Reisewarnung Spanien: So reagieren die Veranstalter

Nach der Reisewarnung der Bundesregierung für Spanien, von der nur die Kanarischen Inseln ausgenommen sind, haben die Veranstalter unterschiedlich reagiert.

DER Touristik hat alle Reisen bis zum 27. August abgesagt.

Schauinsland-Reisen und TUI haben alle Pauschalreisen bis einschließlich 28. August abgesagt. Bei TUI erhalten die Kunden die bereits geleistete Zahlung als Guthaben sowie zusätzlich 150 Euro oder auf Wunsch ihr Geld zurück. Urlauber, die bereits vor Ort sind, werden vom Veranstalter aufgefordert, die Rückreise innerhalb der nächsten sieben Tage anzutreten. Für diese Zeit gelte weiterhin der Versicherungsschutz der „Covid-Protect-Versicherung“.

Alltours sagt alle Reisen nach Spanien mit Abreise bis 15. September ab. Urlaub auf den Kanaren ist weiterhin möglich. Bei Reisen nach Mallorca haben Kunden die Wahl, ob sie die Reise antreten. Alternativ können sie ihren Urlaub mit Abreise bis einschließlich 15. September kostenfrei stornieren. Neubuchungen für Mallorca sind ebenfalls weiterhin möglich. Die unternehmenseigenen Allsun-Hotels bleiben geöffnet.

Bei FTI können sowohl die Balearen- und als auch die Festlandgäste wählen, ob sie im Urlaub bleiben oder nach Hause möchten. Viele Gäste haben sich laut der Münchner aber entschieden, die Ferien fortzusetzen. Gebuchte Reisen mit Abreise bis 24. August 2020 können kostenfrei storniert werden.

Auch Anex Tour bietet Kunden mit Abreise bis einschließlich 31. August dieses Jahres eine kostenlose Stornierung ihres Balearen-Urlaubs an.
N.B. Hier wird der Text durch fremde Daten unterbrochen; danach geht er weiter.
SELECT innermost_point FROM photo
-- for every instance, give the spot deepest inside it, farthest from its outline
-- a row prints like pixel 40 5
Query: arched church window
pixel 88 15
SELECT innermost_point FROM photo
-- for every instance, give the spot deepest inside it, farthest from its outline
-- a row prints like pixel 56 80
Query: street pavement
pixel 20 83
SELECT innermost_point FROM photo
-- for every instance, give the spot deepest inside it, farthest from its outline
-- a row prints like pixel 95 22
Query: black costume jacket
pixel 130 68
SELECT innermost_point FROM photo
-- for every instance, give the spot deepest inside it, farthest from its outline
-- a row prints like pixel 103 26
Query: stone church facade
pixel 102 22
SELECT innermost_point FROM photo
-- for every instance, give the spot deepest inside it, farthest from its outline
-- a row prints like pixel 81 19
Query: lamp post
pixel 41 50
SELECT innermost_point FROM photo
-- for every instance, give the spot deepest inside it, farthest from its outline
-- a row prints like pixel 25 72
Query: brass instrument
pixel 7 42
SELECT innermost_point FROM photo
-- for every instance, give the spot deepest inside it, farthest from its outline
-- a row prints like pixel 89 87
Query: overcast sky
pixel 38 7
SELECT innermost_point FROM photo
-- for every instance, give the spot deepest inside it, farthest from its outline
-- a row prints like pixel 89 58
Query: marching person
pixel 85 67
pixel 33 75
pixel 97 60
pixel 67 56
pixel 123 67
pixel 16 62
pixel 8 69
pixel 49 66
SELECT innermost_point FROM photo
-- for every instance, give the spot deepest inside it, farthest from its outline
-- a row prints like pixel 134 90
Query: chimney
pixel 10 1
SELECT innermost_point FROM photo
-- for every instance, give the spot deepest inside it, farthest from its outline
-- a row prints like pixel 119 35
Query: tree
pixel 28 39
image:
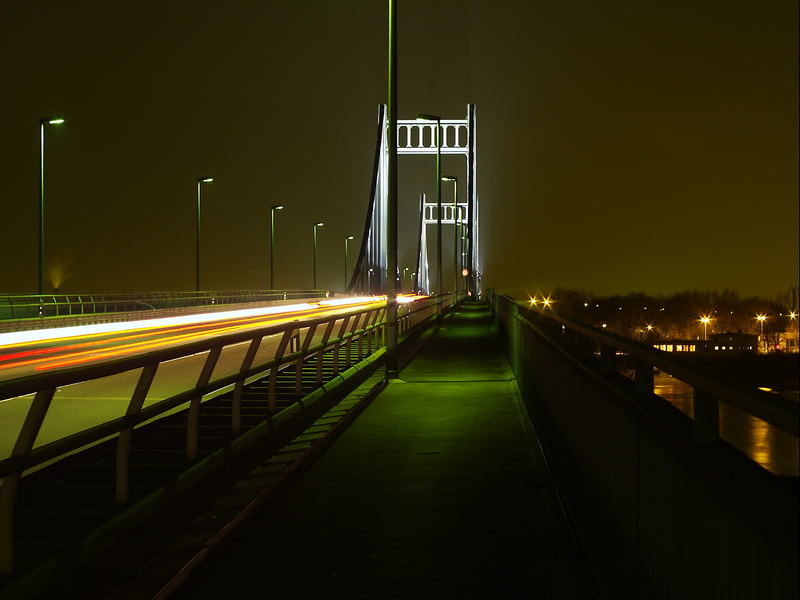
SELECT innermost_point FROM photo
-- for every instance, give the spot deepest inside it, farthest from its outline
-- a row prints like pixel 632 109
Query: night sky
pixel 642 145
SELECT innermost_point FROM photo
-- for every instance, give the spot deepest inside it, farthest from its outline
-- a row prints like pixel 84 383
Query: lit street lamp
pixel 424 117
pixel 761 319
pixel 272 244
pixel 200 182
pixel 42 123
pixel 346 240
pixel 705 320
pixel 314 231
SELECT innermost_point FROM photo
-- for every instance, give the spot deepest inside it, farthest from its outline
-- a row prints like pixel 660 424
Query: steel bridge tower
pixel 418 137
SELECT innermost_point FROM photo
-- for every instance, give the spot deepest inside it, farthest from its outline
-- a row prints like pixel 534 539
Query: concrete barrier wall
pixel 659 516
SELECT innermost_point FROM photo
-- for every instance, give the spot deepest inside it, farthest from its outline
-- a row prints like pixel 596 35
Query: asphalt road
pixel 79 406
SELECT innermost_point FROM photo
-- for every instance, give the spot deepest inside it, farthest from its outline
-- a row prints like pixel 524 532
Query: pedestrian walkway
pixel 437 490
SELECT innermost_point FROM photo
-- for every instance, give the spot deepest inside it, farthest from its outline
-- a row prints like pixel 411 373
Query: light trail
pixel 83 346
pixel 93 355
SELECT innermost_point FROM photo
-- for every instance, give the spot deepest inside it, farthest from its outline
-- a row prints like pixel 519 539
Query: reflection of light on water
pixel 775 450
Dies gilt sowohl für klassische Pauschalreisen als auch für dynamisch zusammengestellte Reisen. Alle Kunden werden darüber im Laufe des heutigen Montags per E-Mail informiert. Der Veranstalter sagt die Reisen auf die Balearen nicht aktiv ab. Kunden, die ihre Reise trotz der Reisewarnung antreten möchten, können dies also tun.

Vtours lässt den Gästen die Wahl, ob sie ihre Spanien-Reise antreten möchten. Dies sei bei einer Vielzahl der Kunden der Fall, heißt es. Kostenfrei storniert der Veranstalter, wenn der Kunde seine Pauschalreise nicht antreten möchte oder Leistungsbestandteile der Buchung nicht erbracht werden können.